The files containing sensitive employee information were released after DEQ officials paused most services, including vehicle emissions testing. The agency spokesperson, Lauren Wirtis, provided little additional information.
The department regulating air quality announced a potential cyberattack but denied any data breach. From April 9 to 11, employees were forced to work from their phones and could not receive emails. The department has enlisted a data forensics team to investigate the incident, but has not admitted to any data theft.
79 Arrested in Takedown of Dark Web’s Largest Child Abuse Network, ‘Kidflix’
Kidflix, one of the most significant known child sexual abuse material (CSAM) websites on the dark web, was dismantled on March 11, 2025, in a coordinated effort involving authorities from over 35 countries. With over 1.8 million registered users, the platform was designed to grow fast and allowed users to stream and download CSAM. It used a system that rewarded uploads and engagement with cryptocurrency-based tokens, which could be used to unlock higher-quality versions of the content.
The scale of the abuse is massive, with the platform hosting around 91,000 unique videos, totaling more than 6,200 hours of CSAM. On average, 3.5 new videos were uploaded every hour, many of which had never been seen by investigators. Seventy-nine people have been arrested in connection with the site, including some who were directly involved in abusing children.
Law enforcement has identified nearly 1,400 suspects, and the investigation is still ongoing. Officials also blocked over 3,000 electronic devices and rescued 39 children from dangerous situations. Kidflix was a highly organized and profitable operation, with users earning tokens by uploading CSAM, tagging content, and verifying video descriptions. The site’s infrastructure supported low, medium, and high-quality video, making it even more attractive to predators.

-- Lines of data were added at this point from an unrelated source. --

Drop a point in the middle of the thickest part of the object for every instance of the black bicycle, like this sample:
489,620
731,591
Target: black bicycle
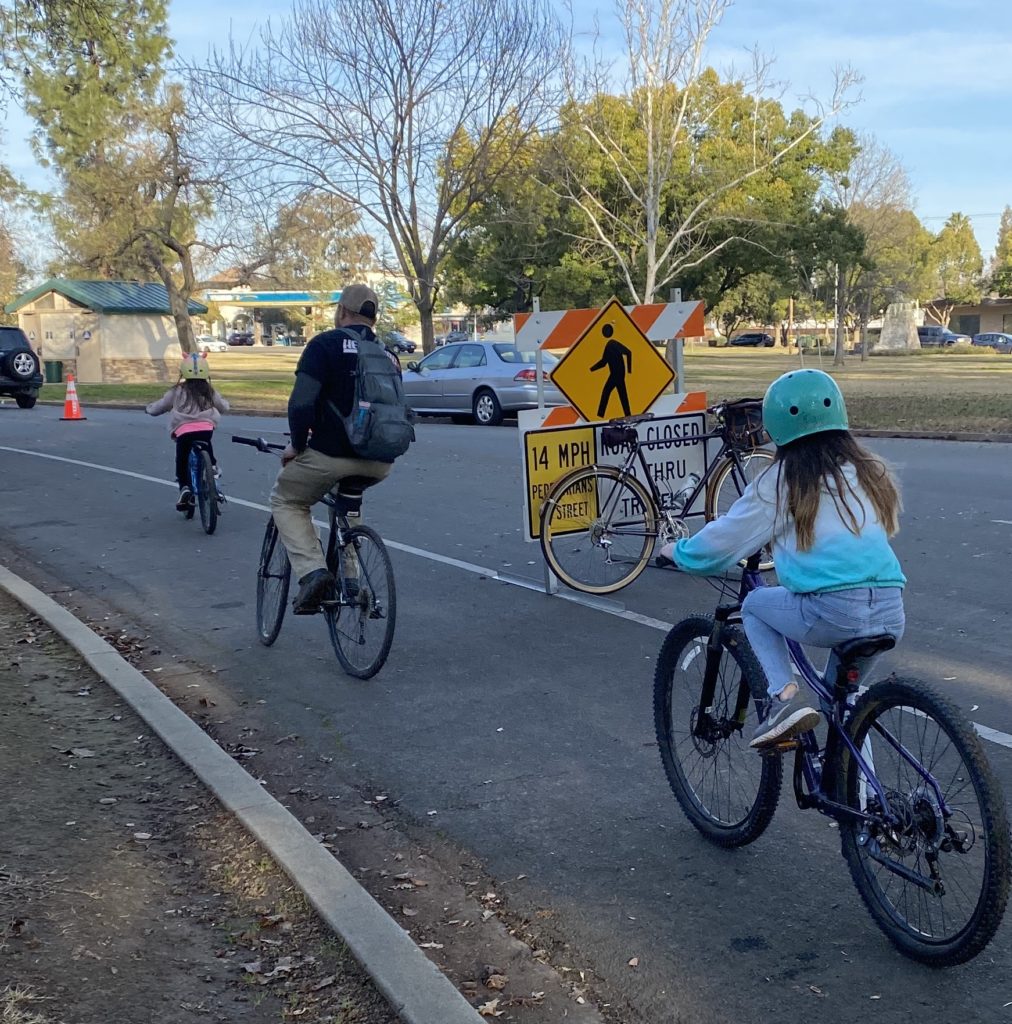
208,496
923,821
362,612
599,523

The operation’s success relied heavily on international teamwork, with agencies from the United States, the United Kingdom, Australia, Canada, Germany, and others helping to track suspects, secure digital evidence, and identify victims.
FBI Takes Control of Dark Web Money Laundering Operation ‘ElonmuskWHM’

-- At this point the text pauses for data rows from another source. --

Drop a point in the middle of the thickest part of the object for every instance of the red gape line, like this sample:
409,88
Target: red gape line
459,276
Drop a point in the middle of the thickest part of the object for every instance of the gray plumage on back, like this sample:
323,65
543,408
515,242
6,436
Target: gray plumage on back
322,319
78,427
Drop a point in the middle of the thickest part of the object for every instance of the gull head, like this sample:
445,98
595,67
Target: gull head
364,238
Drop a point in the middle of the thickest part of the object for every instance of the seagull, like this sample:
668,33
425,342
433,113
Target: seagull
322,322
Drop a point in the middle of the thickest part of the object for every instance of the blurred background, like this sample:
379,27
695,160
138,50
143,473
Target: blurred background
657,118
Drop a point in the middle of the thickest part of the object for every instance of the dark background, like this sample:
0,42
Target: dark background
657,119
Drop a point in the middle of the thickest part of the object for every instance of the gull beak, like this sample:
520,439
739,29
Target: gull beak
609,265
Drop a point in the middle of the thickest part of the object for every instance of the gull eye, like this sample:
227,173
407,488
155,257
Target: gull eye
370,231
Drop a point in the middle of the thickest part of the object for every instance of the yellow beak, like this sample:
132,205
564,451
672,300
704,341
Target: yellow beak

The FBI has been increasingly infiltrating cybercrime, using its agents to embed with and even fully operate digital criminal organizations. A case in point is the FBI’s operation of “ElonmuskWHM,” a dark web money laundering operation that allowed cybercriminals to cash out cryptocurrency elicited via criminal schemes. Customers, including drug traffickers and hackers, would send the business their crypto, and the operator would mail them cash. Elon Musk would take a 20% fee for his services.
The FBI began investigating the service in 2021, recruiting the Postal Service to help it probe cash shipments between cybercriminals and the operator. Investigation showed that nearly $90 million worth of cryptocurrency traveled through Elon Musk’s network, and at one point, the operator boasted of making as much as $30 million from his business. Eventually, police found and arrested the conspirator, a 30-year-old Indian national named Anurag Pramod Murarka, and took over the site.

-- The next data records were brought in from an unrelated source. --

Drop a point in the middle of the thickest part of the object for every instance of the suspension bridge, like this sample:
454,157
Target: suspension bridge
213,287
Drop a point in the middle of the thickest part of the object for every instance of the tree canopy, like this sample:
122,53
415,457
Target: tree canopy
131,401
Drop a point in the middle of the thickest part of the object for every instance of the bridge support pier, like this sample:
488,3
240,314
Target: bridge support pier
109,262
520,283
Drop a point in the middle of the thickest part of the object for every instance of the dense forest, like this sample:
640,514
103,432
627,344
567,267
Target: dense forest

The feds operated ElonmuskWHM for approximately 11 months, allowing the feds to understand ties between the service and drug trafficking prosecutions, robbery at knife point investigations, and numerous computer hacking investigations.
The FBI also took extreme steps to unmask the operator of ElonmuskWHM, including demanding Google turn over identifying information about everyone who watched a specific YouTube video over eight days. Murarka was sentenced to 121 months in prison in January.
This is the latest example of the government clandestinely infiltrating cybercriminal operations to understand their structure and probe customers. The FBI’s “Trojan Shield” operation allowed the bureau to monitor 11,800 devices in 90 countries, providing a window into high-level criminal activity by as many as 300 transnational crime organizations.